The wrist may be a contributing factor to the development of the MCP joint deformity, and this must be considered in each case before correcting the MCP joint.
Radial deviation of the wrist can be a compensatory position to the ulnar deviation of the MCP joints to allow the fingers to line up with the forearm.
Ulnar deviation of the digit is more common in patients with radial deviation of the wrist.
At first, the deformity is correctable passively, but gradually, this mobility is lost and the deformity becomes fixed.
Articular cartilage changes progress from softening of the cartilage to erosion with significant loss of cartilage and bone.
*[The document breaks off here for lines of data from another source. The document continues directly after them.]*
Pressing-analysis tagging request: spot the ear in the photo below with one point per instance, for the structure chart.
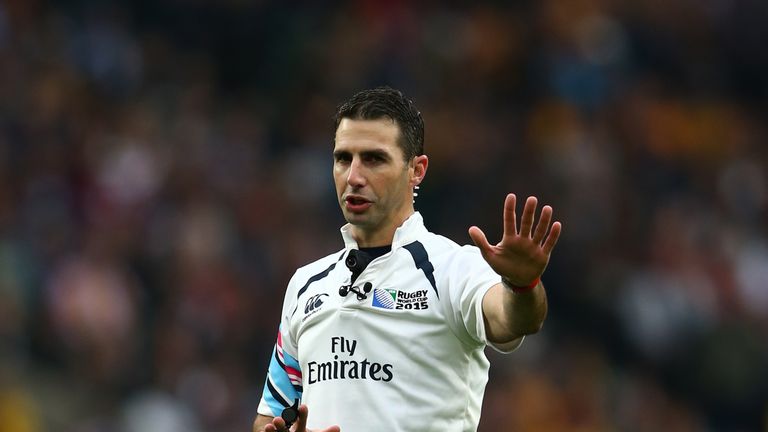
(418, 169)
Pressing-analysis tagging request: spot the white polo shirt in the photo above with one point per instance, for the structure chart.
(407, 357)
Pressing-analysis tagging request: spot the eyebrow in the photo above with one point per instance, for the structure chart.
(365, 153)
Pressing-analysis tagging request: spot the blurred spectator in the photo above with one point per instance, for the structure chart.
(164, 169)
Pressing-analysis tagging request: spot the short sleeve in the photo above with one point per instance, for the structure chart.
(282, 386)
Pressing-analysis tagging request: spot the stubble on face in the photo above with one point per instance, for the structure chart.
(372, 179)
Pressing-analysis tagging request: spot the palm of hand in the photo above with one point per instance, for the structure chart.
(521, 256)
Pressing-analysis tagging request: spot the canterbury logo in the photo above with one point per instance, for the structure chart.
(314, 303)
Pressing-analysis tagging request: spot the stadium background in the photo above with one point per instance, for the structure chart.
(165, 165)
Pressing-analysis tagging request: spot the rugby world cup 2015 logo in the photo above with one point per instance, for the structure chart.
(384, 298)
(396, 299)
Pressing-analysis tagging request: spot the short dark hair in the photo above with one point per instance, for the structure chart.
(386, 102)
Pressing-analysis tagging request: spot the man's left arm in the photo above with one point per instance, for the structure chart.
(518, 305)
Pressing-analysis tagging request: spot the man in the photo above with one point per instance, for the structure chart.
(389, 333)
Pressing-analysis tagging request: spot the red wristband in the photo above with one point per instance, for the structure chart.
(520, 289)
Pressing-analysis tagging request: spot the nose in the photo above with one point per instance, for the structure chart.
(356, 177)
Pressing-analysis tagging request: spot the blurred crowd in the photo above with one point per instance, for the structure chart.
(166, 165)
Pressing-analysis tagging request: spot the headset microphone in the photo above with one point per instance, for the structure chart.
(361, 295)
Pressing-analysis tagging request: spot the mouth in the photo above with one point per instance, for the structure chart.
(356, 203)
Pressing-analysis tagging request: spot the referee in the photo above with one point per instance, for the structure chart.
(389, 333)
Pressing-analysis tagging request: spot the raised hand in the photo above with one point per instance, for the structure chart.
(521, 256)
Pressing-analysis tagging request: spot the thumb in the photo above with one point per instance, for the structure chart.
(478, 237)
(301, 423)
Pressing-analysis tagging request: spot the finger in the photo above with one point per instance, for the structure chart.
(543, 225)
(279, 424)
(526, 221)
(510, 218)
(478, 237)
(554, 234)
(301, 423)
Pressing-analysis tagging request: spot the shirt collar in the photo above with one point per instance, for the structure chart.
(404, 234)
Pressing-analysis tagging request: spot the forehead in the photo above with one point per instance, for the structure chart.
(365, 134)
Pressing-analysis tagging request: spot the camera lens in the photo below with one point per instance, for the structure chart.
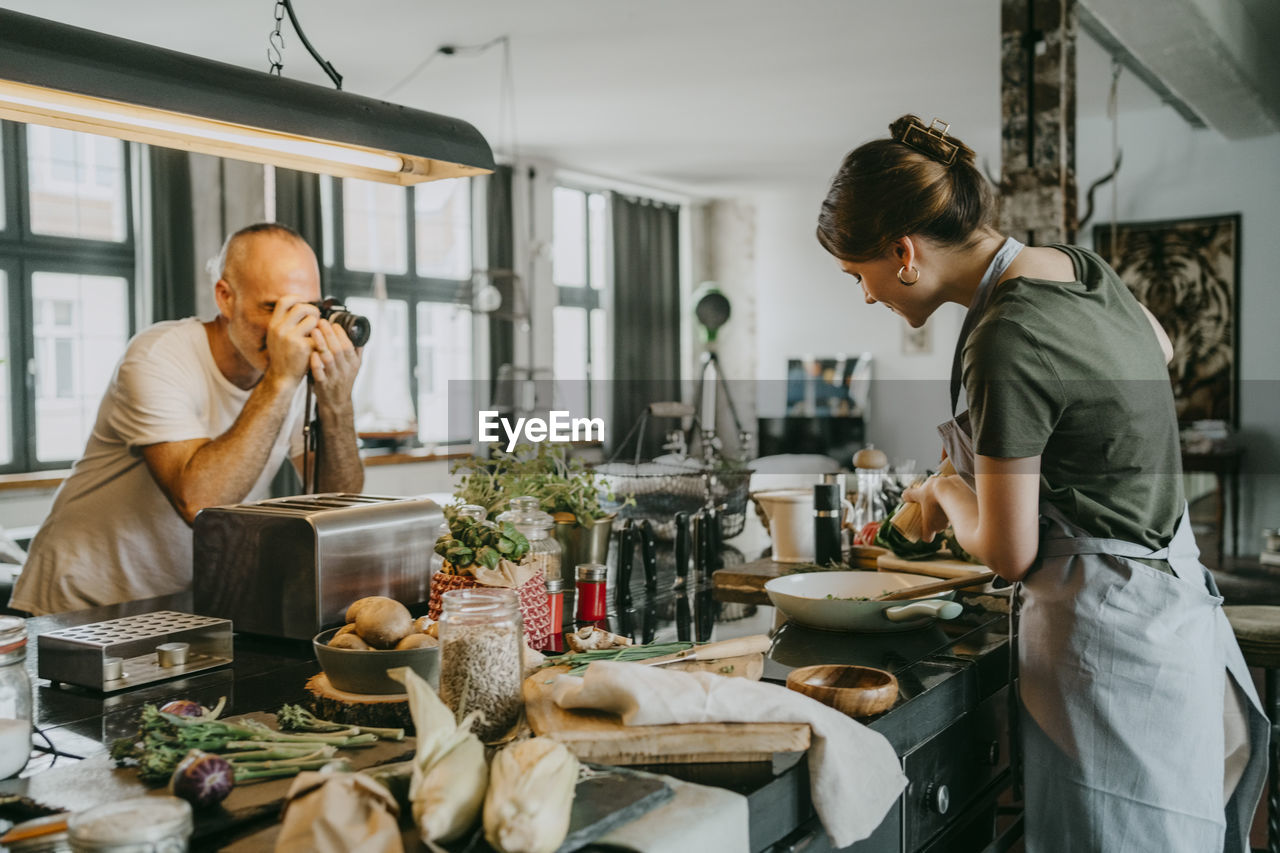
(353, 324)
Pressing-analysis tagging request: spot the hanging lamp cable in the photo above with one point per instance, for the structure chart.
(275, 44)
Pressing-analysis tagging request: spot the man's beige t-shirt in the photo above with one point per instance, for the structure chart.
(112, 534)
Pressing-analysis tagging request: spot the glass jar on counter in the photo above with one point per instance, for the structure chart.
(872, 466)
(14, 697)
(481, 641)
(544, 548)
(137, 825)
(465, 511)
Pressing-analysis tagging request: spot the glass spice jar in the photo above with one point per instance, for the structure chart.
(14, 697)
(592, 594)
(481, 641)
(556, 596)
(544, 548)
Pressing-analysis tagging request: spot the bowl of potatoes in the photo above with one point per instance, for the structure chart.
(379, 634)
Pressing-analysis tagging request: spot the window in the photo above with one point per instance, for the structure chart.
(65, 287)
(579, 319)
(415, 245)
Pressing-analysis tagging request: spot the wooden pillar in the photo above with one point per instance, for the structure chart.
(1037, 94)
This contributes to the deformity.
Once there are significant cartilage and bone changes, extensor tendon realignment alone, without joint resurfacing, is not indicated.
The changes seen in SLE are secondary not to synovitis but rather to alteration in the collagen that results in a change in the equilibrium of the MCP joint and subsequent deformity.
The finger deformity in SLE is often ulnar deviation, but radial deviation is not uncommon.
In SLE, it is easy to change one deformity to another (ie, ulnar drift into a radial deviation deformity after surgery) because of the global changes to the supporting structures.
Despite the MCP deformity becoming fixed, the articular cartilage is usually preserved.
The natural history of the MCP joint changes in inflammatory arthritis is not known and is probably highly variable and influenced by the new disease-modifying medications.
Mild ulnar deviation of the fingers is normal and increases with MCP joint flexion.
In inflammatory arthritis, such as rheumatoid arthritis, deformity is initially passively correctable.
Mild ulnar deviation of the fingers is seen in less than 10% of the patients in the first 5 years of having rheumatoid arthritis.3
Ulnar deviation has been reported in 30% of patients with rheumatoid arthritis, with palmar subluxation in 20%.3
Palmar subluxation almost always occurs with ulnar deviation.3
PATIENT HISTORY AND PHYSICAL FINDINGS
In a patient with inflammatory arthritis who is being considered for MCP joint surgery, the entire upper extremity is evaluated. Involvement of the lower extremities must also be considered, given that the upper extremities may need to assist in ambulation.